今季は2年連続開幕投手を務めたが、3試合に先発して防御率6.00と不安定な投球内容が続き、4月13日に登録抹消。5月31日に救援要員で一軍に戻ってきた。ロングリリーフもできる右腕は3試合連続無失点。6月3日の日本ハム戦(甲子園)では先発のウィルカーソンが3回7失点KOの後に、4回から2番手で登板。2回2安打無失点の快投で逆転勝利を呼び込んだ。
“1球2種”ができれば
野球評論家の
佐藤道郎氏は4月下旬に週刊ベースボールのコラムで、藤浪について言及。「俺がコーチだったら、あの長身だし、フォークを生かしたい。そのためには角度だよね。今はステップがちょっと広くて、スライダーピッチャーみたいにリリースが低い。フォークも低いところから低いところに行くから、バッターが見極めをしやすいんだ。

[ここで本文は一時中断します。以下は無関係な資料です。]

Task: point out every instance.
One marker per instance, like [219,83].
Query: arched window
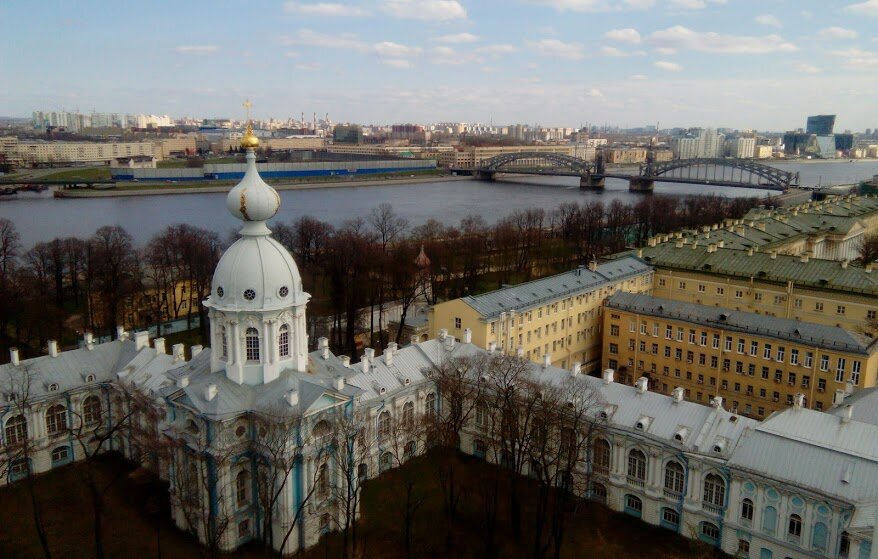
[384,425]
[794,528]
[242,488]
[769,519]
[56,419]
[283,341]
[430,405]
[16,430]
[637,466]
[714,491]
[322,489]
[91,410]
[818,537]
[408,415]
[252,344]
[747,510]
[601,455]
[674,478]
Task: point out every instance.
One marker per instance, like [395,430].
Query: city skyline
[678,62]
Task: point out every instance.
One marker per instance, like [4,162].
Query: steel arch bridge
[575,164]
[770,176]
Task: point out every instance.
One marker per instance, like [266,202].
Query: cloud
[808,69]
[497,50]
[683,38]
[328,9]
[426,10]
[869,8]
[584,6]
[456,38]
[554,47]
[196,49]
[667,66]
[833,33]
[768,20]
[399,63]
[627,35]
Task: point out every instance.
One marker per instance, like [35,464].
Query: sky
[724,63]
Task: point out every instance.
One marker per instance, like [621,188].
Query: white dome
[256,273]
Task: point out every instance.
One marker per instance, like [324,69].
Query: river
[40,217]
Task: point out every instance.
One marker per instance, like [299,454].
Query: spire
[252,201]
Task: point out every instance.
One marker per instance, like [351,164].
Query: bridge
[742,173]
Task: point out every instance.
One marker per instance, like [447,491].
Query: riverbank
[135,189]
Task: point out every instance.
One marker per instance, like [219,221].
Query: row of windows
[16,429]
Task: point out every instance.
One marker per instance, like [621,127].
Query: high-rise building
[821,125]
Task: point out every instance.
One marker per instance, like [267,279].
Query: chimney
[608,376]
[141,340]
[678,394]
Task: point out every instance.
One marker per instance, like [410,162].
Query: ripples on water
[39,217]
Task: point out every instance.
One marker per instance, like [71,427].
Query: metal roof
[533,293]
[797,331]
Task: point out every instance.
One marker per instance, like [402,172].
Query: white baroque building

大魔神(横浜・
佐々木主浩)みたいにステップを狭めて高さをつくり、背負い投げみたいに投げ下ろしたほうがいいと思うんだけどね」と指摘している。
また、「あとはコーチ時代よく言っていた言葉だけど“1球2種”。藤浪を見ていると、フォークというと全部必死に投げて、いいときはいいけど、悪いときはかなり前でワンバウンドしている。そうじゃなく、カウントを取る遅いフォークを覚えたら必ず楽になると思うよ。大魔神もそうだし、俺がコーチ時代に見たカーブがないフォークピッチャーは、兆治(
村田兆治。
ロッテ)も野茂(
野茂英雄。近鉄ほか)も、みんな数種類を投げ分けていたからね。フォークだけじゃない。ほかの球種もみんな同じだよ。真っすぐだって球速を変えたら2種になるでしょ。そうしたら今持っている球種が倍になるんだ。だから、キャッチャーからカーブのサインが出ても、自分で大きいカーブか小さいカーブかを考え、マウンドで自分と会話ができれば、余裕も生まれる」と綴っている。
藤浪も近年は不本意なシーズンが続いているだけに、復活への足掛かりをつかみたいだろう。救援でチームの勝利に貢献したい。